Nearly all cells house their DNA inside a nucleus, but Tetrahymena houses different versions of its DNA in each of its two nuclei. The smaller nucleus (called the micronucleus) does nothing more than keep the cell's full genome safe, acting as a sort of "lock box." The larger nucleus (called the macronucleus), on the other hand, uses the DNA to regulate the cell's life functions. This macronucleus houses about 15 percent fewer DNA sequences than the smaller one, and when the cell mates to create a new generation of cells, this large macronucleus withers and dies. Before it completely expires, however, the small nucleus steps in and produces a new large and small nucleus set. To make sure no new viral sequences have sneaked into the lock box, the cell checks the DNA of the small, lock box nucleus against the DNA of the old large nucleus and eliminates any foreign material before allowing the new large nucleus to develop.
Gorovsky's team believes that in evolutionarily ancient times, cells had to fight against a variety of assaults just as they must today: viruses attacked cells, injecting their DNA, disrupting normal cell functions; and transposons, bits of nomadic genetic material, would fit themselves in several places in the cell's genome, copying themselves prodigiously and wreaking havoc. To survive, cells evolved a correction system that recognized the invading DNA and either eliminated or silenced it. Gorovsky and Mochizuki propose that the small nucleus "transcribes" into RNA part or all of its DNA, essentially making RNA photocopies of certain DNA sections. These transcriptions include the sections that may have been corrupted by some genetic marauder like a virus or transposon. The transcribed RNAs then migrate out of the small nucleus, through the cell to the large nucleus where they mingle with the macronucleus' DNA. If an RNA comes across a section of DNA that matches the RNA's copy, the RNA self-destructs. This means the only RNAs remaining are copies that match some foreign DNA that sneaked into the lock box of the small nucleus since it last produced the larger one.

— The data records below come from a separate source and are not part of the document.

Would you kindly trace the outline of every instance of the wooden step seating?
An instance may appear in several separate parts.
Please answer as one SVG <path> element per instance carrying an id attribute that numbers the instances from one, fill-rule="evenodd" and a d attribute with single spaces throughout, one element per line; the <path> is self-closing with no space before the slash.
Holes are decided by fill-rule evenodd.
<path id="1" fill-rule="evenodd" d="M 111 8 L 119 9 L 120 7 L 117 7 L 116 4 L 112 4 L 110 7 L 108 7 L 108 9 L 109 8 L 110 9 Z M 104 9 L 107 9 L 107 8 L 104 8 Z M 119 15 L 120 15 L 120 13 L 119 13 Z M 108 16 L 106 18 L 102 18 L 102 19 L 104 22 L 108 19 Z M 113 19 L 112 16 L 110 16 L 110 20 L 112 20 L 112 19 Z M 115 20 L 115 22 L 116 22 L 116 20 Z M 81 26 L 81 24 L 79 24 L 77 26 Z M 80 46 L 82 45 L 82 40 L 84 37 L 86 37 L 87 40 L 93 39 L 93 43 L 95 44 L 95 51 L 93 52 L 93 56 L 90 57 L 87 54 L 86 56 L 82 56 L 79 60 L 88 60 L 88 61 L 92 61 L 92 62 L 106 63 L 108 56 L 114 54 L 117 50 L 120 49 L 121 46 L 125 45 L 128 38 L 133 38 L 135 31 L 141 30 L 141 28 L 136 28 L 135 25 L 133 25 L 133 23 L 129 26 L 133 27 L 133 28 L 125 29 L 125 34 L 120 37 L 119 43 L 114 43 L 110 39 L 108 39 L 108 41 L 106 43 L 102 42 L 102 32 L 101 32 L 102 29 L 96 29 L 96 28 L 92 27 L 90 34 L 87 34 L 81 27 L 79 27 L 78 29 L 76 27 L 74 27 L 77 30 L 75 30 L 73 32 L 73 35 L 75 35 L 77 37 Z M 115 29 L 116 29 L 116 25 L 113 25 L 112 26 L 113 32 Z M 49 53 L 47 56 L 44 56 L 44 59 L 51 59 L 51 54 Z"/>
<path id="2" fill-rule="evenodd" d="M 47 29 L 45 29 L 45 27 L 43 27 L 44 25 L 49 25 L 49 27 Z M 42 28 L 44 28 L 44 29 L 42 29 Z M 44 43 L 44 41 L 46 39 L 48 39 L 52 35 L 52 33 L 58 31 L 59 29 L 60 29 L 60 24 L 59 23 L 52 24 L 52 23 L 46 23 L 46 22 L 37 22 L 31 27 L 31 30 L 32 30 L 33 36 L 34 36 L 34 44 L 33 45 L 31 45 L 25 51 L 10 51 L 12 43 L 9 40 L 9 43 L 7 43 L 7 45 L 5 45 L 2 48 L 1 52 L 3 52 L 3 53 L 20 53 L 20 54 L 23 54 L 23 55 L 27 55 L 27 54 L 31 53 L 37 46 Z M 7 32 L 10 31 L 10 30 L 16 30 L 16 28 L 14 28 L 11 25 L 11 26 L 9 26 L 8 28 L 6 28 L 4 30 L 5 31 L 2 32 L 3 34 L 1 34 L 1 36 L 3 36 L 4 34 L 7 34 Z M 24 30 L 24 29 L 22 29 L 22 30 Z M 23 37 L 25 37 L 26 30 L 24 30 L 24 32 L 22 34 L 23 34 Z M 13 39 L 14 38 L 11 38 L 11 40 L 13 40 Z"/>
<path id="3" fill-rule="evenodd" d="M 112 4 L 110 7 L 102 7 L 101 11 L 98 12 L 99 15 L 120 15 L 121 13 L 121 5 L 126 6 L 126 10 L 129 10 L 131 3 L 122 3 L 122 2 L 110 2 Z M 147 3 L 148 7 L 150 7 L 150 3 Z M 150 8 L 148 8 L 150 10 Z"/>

These RNAs then head back out of the dying large nucleus toward the new large nucleus of the next generation. There, they look for the matching DNA in the new macronucleus, but this time, instead of self-destructing, they tag the matching, invading DNA sections for destruction.
The result of this complex exchange and re-exchange of RNA strands is that the developing macronucleus now contains only the organism's DNA that was present in both the original macronucleus and the micronucleus, but not any new DNA that could have disastrous effects. The original macronucleus then withers away, leaving the new macronucleus and the micronucleus, both of which divide as the cell divides into identical daughter cells, each with a new set of nuclei.
Gorovsky and Mochizuki are already planning to look deeper into the way the cell's defense mechanism works. One of the main goals will be to identify the function of every protein associated with the RNAs as they go about their job of double checking the cell's genome.
The research done at Rochester was funded by the National Institutes of Health.